Thursday, 19 April 2012

Poetry Month 2012: Kateri Lanthier - Small Hours


Kateri Lanthier was born in Toronto and has lived in St. Catharines, Sudbury and Kingston. She has a BA and MA in English from the University of Toronto. After working as an editor in educational publishing, she became a freelance writer for magazines, television, and the web, specializing in design, architecture, decorative arts and fine art. Her poetry has been published in literary journals and magazines in Canada, the United States, and England, including Descant, Grain, Matrix, The Antigonish Review, Acta Victoriana, The U.C. Review, The Greenfield Review, Saturday Night, Quarry, The Toronto Quarterly, Writing Women and London Magazine.
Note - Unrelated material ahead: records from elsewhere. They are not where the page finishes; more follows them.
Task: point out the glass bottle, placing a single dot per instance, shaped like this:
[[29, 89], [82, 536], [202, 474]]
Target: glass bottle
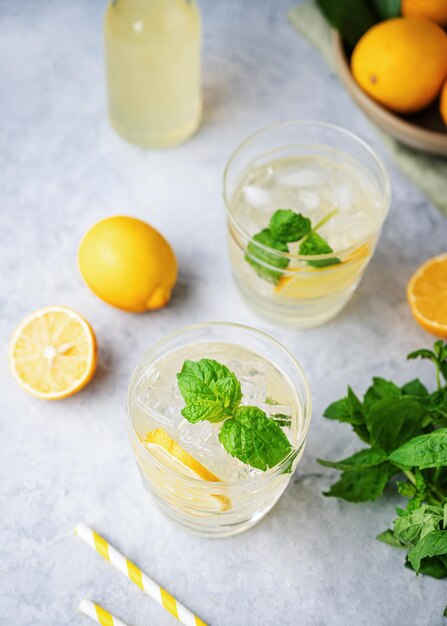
[[153, 70]]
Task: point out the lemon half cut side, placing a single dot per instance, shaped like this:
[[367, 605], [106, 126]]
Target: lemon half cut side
[[53, 353]]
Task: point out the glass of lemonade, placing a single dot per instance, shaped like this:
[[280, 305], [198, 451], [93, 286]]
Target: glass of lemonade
[[305, 204], [221, 468]]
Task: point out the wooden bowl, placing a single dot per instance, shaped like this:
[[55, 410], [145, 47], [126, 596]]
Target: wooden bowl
[[424, 131]]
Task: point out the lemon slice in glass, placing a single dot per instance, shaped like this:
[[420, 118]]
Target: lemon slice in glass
[[167, 451]]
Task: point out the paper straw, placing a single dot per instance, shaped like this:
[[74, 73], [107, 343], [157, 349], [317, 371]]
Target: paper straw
[[133, 573], [98, 614]]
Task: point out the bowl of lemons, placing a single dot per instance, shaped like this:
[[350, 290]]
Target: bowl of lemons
[[391, 55]]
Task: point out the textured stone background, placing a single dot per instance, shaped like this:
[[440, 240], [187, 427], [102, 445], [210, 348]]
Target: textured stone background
[[312, 561]]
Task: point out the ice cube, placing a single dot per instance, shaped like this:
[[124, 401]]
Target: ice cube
[[304, 177], [256, 196], [200, 437], [342, 195], [310, 199]]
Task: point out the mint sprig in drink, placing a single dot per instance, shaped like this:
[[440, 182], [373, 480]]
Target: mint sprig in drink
[[218, 416], [305, 202]]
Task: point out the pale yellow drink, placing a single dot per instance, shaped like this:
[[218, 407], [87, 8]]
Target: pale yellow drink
[[152, 52], [335, 181]]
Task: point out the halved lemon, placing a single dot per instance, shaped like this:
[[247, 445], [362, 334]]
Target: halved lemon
[[168, 452], [53, 353], [427, 295]]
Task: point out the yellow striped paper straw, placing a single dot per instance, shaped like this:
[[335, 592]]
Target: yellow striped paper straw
[[98, 614], [138, 577]]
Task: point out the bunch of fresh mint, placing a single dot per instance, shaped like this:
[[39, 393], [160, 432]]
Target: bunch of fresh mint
[[287, 226], [213, 393], [405, 429]]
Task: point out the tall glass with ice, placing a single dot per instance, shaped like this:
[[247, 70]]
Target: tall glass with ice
[[305, 204], [218, 416]]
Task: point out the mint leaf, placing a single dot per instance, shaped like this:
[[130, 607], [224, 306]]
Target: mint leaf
[[425, 451], [389, 538], [282, 420], [379, 390], [433, 544], [409, 529], [314, 244], [358, 461], [211, 391], [351, 411], [434, 567], [287, 226], [438, 356], [254, 439], [362, 485], [385, 9], [392, 421], [263, 261], [348, 409], [271, 401], [414, 388]]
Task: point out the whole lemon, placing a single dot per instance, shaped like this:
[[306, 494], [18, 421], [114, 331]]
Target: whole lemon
[[402, 63], [434, 10], [128, 264]]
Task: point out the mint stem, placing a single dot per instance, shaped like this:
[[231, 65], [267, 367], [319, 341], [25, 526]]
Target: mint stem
[[325, 219]]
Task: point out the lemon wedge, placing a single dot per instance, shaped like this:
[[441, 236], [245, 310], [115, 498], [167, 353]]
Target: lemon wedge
[[168, 452]]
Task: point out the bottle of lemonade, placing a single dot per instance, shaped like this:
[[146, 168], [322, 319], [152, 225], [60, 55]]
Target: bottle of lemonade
[[153, 68]]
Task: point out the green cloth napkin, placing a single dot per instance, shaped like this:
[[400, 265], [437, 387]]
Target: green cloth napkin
[[426, 171]]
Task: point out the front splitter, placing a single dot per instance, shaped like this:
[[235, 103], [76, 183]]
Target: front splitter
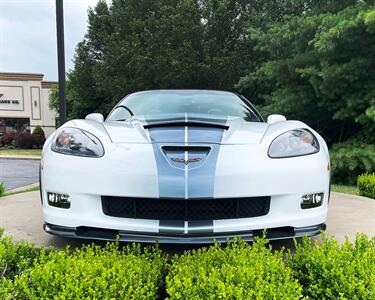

Her first collection of poetry, Reporting from Night, was published by Iguana Books in December 2011. She lives in Toronto’s Beach neighborhood with her husband and three children.






Small Hours

I am Orpheus to my own Eurydice.
Look back and disappear.

Or, at 4 am, think of nothing
but Hour of the Wolf,

of Max von Sydow's sorrow-face,
the drowned boy's shoulder.

Nightingale, rooster, lark, owl.
Night hawks, morning folk.

The security guard nursing
the bouncer and the pilot.

Red-eyes weeping
for the hair of the dog.

My Baby Was Sick All Night

blues. A Delta classic.

I'll sing my scratches
on a--what's it?--telephone.

This heavy black hand-cranked
wallflower that toes the party line.

I do your birthmark inventory
just in case, just in the nick.

All sleep is a catnap.

I will never graduate from
The School of Late Clocks.




2 comments:

Anonymous said...

I like the book cover painting by Douglas Walker.

PATRICK WHITE said...

Cool poem. First rate poet. Knows how to play with her intensities emotionally and verbally.